Burnout risk for wealth professionals is at a new peak

The pressure of the past year is a rising concern in financial services firms

Burnout risk for wealth professionals is at a new peak
Steve Randall

It would be wrong to say that the past year has created a high-pressure environment of overworking in the financial services industry; but it has certainly intensified it.

The demands placed on wealth professionals means a risk of burnout, but the extra burden of working from home – not ideal for many – while trying to make sense of the unique circumstances of the pandemic for themselves and their clients, is taking its toll.

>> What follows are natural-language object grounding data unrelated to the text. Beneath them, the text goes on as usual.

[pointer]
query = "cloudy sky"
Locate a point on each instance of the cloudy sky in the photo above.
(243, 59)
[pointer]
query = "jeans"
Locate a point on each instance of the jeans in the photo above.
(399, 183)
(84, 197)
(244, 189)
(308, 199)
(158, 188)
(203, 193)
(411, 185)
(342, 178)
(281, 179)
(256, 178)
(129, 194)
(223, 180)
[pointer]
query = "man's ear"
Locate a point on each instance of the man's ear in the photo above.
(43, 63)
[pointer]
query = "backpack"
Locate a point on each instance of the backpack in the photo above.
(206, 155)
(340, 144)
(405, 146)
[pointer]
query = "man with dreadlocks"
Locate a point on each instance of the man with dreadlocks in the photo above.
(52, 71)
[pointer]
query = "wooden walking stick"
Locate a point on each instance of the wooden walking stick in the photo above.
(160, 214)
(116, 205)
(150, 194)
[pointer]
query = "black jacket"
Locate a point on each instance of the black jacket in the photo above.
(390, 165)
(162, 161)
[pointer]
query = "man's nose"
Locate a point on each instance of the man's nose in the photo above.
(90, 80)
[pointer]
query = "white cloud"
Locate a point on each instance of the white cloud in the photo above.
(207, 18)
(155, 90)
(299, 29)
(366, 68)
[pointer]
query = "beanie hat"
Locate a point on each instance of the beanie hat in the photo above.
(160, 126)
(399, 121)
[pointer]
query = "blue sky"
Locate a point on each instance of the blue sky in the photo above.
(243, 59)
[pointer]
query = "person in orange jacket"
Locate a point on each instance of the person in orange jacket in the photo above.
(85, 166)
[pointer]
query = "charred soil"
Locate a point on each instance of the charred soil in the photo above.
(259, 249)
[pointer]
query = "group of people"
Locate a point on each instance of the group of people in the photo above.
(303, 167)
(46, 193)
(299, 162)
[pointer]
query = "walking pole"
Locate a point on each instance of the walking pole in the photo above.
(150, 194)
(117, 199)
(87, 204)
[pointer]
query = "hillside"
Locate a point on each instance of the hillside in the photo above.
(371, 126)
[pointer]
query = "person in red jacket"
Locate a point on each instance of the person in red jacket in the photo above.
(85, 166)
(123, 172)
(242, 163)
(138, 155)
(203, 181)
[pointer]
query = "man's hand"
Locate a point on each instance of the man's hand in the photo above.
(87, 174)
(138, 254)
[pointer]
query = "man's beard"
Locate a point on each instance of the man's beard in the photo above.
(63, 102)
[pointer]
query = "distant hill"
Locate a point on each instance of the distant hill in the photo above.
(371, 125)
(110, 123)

Goldman Sachs was recently called out for the working practices of its junior bankers, with leaders praising them for raising the issues and the concern about staff burnout is so great that two of Canada’s big six banks have announced extra time off for staff.

RBC and TD staff will have an extra paid day off this year with the aim that employees use the time when they feel they need it most.

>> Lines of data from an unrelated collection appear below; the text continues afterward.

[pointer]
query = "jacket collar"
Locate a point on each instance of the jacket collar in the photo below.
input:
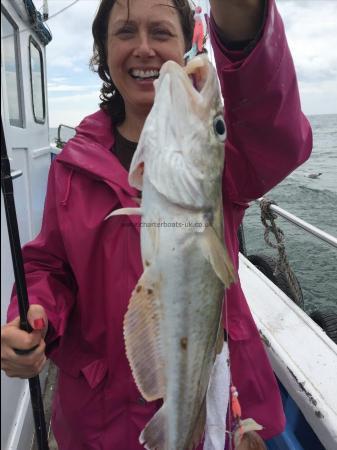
(90, 152)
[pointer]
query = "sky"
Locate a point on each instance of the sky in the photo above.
(73, 89)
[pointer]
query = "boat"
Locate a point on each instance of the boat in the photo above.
(303, 356)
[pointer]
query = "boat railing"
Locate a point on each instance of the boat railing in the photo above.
(317, 232)
(59, 142)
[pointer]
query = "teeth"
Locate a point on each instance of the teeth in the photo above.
(145, 73)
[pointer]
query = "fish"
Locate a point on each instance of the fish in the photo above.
(173, 325)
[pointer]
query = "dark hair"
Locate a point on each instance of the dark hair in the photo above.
(112, 101)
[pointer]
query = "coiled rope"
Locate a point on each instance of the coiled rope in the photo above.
(282, 265)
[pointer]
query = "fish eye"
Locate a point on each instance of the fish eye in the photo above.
(219, 127)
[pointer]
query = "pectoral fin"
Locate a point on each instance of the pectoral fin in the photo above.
(216, 253)
(142, 337)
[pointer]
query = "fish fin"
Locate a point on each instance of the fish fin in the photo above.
(216, 253)
(125, 211)
(219, 340)
(153, 437)
(245, 437)
(199, 428)
(142, 337)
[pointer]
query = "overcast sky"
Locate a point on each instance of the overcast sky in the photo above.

Dave McKay, RBC’s chief executive officer, told staff in a memo Thursday that the bank wants to eliminate the “stigma associated with asking for time to focus, concentrate, and in some cases, log off and recharge.”

TD’s CEO Bharat Masrani acknowledged in his communication to staff that this year has “not been easy. Everyone is tired.”

Last month, the deputy chair of Wall Street investment bank BNY Mellon shared a handwritten note with 48,500 staff in which she talked about her own vulnerabilities.

“You can’t pour from an empty cup,” Susan Revell told Reuters. “If I’m not in good shape then I can’t support either my family or my colleagues.”

Revell has been supporting elderly relatives while also dealing with family members’ ill-health and redundancy.

Burnout is not ‘just stress’

While most of us get stressed from time to time, burnout is something far more serious.

Canada’s Centre for Addiction and Mental Health (CAMH) defines burnout as: “a state of emotional, physical and mental exhaustion caused by excessive and prolonged stress.”

The organization adds that burnout can affect productivity and motivation at work but also seeps into other areas of life.

It says that the signs of burnout can include headaches, sleep issues, lack of appetite, and a lack of confidence including imposter syndrome, a topic addressed at a recent WP event.

While the tendency of those suffering may be to withdraw, CAMH says that it’s important to speak to others. The pandemic has made those informal work chats harder, adding to the stress load.

Exercise is also cited as a great way to boost your mood and help reduce the risk of burnout and healthy eating choices are important.

And, as RBC’s chief acknowledged in his staff memo, work-life balance must be considered.

“I encourage all of you to prioritize your personal time and continue to be mindful about work-life boundaries wherever possible,” Dave McKay urged his team.